Par exemple, les batailles pour la défense des retraites remontent spectaculairement à nov.déc. 1995, au printemps 2003, à l’année 2010, à 2013, à 2019 et atteignent un point culminant en janvier-mars 2023. Les batailles pour la défense du code du travail, se prolongent de 2004-2008 à 2O13-2O16, puis en 2017. Les batailles pour la défense des services publics sont quasi annuelles pour l’hôpital, pour l’école, pour les transports en commun, pour les libertés face aux répressions policières de plus en plus systématiques et violentes. Les batailles pour les salaires sont devenues cruciales avec une inflation alimentaire qui atteint 25 %.  Syndicats ont mené chaque combat, plus ou moins unis, mais sans quasiment rien gagner depuis le CPE de 2006. Ils ont juste limité les dégâts, et bloqué la retraite par point de 2019.

 

Parce qu’ils n’ont pas gagné, les syndicats ont même été débordés par le mouvement des gilets jaunes : ce fut une révélation, un indicateur. La spontanéité et la force impétueuse de celui-ci a bousculé tous les habitus, et, du coup, fait peur au pouvoir, qui a matraqué violemment mais cédé superficiellement. Cet épisode a révélé la profondeur et la violence du séisme qui couvait.

 

Au plan politique, les élections ont traduit ces résistances sociales pendant toute la décennie 2010, et donné une majorité sans précédent historique à la gauche : 2 villes sur 3, 20 régions sur 22, 61 départements sur 101, la majorité de l’Assemblée, du Sénat et la présidence de la république ont basculé à gauche. Mais ce fut la plus grande des trahisons historiques, celle de 2012 à 2017 du quinquennat maudit Hollande-Valls, et ce fut suivi d’une période de destruction et d’une lourde division des morceaux de la gauche survivante. Les libéraux ont même cru gagner un renouveau de pouvoir surprenant avec un aventurier surgi de nulle part, Macron. Les capitalistes se sont enhardis et croient qu’il n’est plus nécessaire de négocier, qu’il leur suffit désormais de mépriser et de réprimer. Ils ont cessé d’écouter le social à la différence de ce qu’un Chirac faisait auparavant (en 1968, en 1986, en 1995, en 2006)

 

Depuis janvier 2023, la lame de fond est pourtant repartie : au point qu’une unité syndicale sans précédent s’est réalisée avec une des principales centrales qui ne bougeait plus depuis 2003. Treize syndicats avancent de pair déterminés.

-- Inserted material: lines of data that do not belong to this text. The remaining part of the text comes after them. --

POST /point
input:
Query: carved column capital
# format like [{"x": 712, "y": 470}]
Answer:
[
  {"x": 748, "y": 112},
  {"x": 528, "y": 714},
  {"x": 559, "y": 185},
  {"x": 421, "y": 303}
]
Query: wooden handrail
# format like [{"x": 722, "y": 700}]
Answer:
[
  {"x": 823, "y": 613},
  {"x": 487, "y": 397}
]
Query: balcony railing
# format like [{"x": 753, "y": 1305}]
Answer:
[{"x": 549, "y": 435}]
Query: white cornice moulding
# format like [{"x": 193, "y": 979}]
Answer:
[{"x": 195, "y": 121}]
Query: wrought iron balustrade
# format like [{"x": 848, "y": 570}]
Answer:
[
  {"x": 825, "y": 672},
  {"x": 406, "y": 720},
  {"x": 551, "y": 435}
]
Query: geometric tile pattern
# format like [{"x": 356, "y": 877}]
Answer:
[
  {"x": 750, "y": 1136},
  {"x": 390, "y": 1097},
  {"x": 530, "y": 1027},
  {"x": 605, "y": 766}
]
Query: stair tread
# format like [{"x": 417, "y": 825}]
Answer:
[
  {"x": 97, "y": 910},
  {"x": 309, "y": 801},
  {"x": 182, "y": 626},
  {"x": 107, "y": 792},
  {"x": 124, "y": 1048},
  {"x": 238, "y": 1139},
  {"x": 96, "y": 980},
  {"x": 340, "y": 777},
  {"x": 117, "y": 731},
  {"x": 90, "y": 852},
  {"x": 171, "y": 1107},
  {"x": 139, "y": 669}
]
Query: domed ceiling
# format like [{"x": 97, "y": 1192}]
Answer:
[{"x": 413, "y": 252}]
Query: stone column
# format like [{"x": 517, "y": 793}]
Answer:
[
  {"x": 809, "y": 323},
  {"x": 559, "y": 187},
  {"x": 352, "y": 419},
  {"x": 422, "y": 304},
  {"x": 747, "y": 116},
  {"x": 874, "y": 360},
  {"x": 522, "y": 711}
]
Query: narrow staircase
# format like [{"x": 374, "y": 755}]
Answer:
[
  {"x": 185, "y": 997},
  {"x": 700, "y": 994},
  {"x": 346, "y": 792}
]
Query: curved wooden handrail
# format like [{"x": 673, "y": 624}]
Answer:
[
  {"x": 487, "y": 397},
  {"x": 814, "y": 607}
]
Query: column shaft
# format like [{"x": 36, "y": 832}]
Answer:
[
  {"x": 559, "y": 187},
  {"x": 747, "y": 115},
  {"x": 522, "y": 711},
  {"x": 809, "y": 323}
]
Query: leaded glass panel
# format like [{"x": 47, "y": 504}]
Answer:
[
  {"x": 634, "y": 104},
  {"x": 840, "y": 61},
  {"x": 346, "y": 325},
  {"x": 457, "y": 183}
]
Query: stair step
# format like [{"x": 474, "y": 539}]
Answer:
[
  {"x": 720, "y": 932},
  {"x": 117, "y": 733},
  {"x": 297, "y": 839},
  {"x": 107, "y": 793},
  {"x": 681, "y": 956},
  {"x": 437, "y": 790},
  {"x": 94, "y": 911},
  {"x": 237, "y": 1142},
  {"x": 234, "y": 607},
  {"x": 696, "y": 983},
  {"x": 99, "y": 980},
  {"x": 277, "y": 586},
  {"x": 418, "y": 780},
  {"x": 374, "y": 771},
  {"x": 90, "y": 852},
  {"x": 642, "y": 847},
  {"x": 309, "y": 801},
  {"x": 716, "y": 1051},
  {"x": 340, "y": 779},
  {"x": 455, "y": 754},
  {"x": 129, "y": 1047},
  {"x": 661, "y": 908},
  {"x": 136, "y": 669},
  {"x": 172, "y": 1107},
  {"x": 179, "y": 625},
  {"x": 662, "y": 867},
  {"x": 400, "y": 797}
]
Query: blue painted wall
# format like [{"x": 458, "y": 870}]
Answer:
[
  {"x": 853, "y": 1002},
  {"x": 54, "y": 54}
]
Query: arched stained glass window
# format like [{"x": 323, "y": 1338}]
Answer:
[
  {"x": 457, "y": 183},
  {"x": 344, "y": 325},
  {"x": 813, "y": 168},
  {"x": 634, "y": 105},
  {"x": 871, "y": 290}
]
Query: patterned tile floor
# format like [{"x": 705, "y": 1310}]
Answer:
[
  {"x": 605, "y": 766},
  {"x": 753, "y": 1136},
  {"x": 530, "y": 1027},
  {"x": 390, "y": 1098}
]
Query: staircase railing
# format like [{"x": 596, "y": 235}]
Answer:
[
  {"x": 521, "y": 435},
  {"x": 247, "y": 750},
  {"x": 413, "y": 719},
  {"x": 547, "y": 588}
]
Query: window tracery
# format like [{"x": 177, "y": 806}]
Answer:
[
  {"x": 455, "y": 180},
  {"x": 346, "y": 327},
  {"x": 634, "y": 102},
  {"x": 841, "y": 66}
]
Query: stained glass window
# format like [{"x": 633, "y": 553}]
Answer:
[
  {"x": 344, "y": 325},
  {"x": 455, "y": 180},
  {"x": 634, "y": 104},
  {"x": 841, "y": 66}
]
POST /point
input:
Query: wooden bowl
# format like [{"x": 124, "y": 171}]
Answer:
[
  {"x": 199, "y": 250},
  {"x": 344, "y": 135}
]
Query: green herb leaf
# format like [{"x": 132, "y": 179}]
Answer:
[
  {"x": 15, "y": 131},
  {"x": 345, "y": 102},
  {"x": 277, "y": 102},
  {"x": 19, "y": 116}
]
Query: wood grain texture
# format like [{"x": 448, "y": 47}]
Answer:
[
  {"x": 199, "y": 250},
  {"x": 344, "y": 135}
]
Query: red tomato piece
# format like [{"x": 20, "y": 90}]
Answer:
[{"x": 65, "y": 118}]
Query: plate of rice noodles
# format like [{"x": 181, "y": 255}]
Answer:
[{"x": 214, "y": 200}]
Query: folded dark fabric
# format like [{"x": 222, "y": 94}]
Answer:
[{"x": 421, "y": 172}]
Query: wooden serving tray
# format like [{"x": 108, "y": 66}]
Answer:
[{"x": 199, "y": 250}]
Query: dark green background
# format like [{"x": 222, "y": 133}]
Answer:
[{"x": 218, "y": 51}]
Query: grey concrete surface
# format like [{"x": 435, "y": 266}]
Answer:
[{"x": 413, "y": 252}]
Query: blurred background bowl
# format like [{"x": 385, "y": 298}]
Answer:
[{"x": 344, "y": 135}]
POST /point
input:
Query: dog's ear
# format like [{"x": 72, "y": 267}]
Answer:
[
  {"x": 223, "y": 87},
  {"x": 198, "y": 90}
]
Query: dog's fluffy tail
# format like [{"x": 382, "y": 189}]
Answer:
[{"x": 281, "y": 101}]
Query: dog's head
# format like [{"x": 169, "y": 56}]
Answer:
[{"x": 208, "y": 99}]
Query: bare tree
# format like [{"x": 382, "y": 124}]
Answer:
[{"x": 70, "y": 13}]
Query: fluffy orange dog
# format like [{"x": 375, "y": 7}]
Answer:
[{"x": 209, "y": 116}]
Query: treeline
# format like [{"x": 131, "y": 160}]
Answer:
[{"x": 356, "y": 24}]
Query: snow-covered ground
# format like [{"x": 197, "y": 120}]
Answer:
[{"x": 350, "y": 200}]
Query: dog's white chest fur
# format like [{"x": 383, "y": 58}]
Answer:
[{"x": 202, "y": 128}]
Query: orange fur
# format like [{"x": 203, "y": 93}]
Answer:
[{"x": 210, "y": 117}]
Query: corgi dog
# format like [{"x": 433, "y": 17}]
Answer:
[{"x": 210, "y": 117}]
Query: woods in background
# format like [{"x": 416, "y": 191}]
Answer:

Au plan politique, malgré des bisbilles infantiles et superflues, les forces de gauche se sont unies dans la NUPES, et offrent une nouvelle perspective politique, celle qui manquait cruellement depuis dix ans.

On a donc eu des manifestations 2 millions le 19 janvier, 2,8 millions le 31, 2 millions le 7 février, 2,5 millions le 11, 3,5 millions le 7 mars, et environ 4 à 5 millions ont manifesté au moins une fois… C’est du jamais vu.

Tout est, en apparence, disponible pour une crise révolutionnaire. Pour ceux qui ont de l’expérience et qui analysent soigneusement, ils savent que tout est présentement possible.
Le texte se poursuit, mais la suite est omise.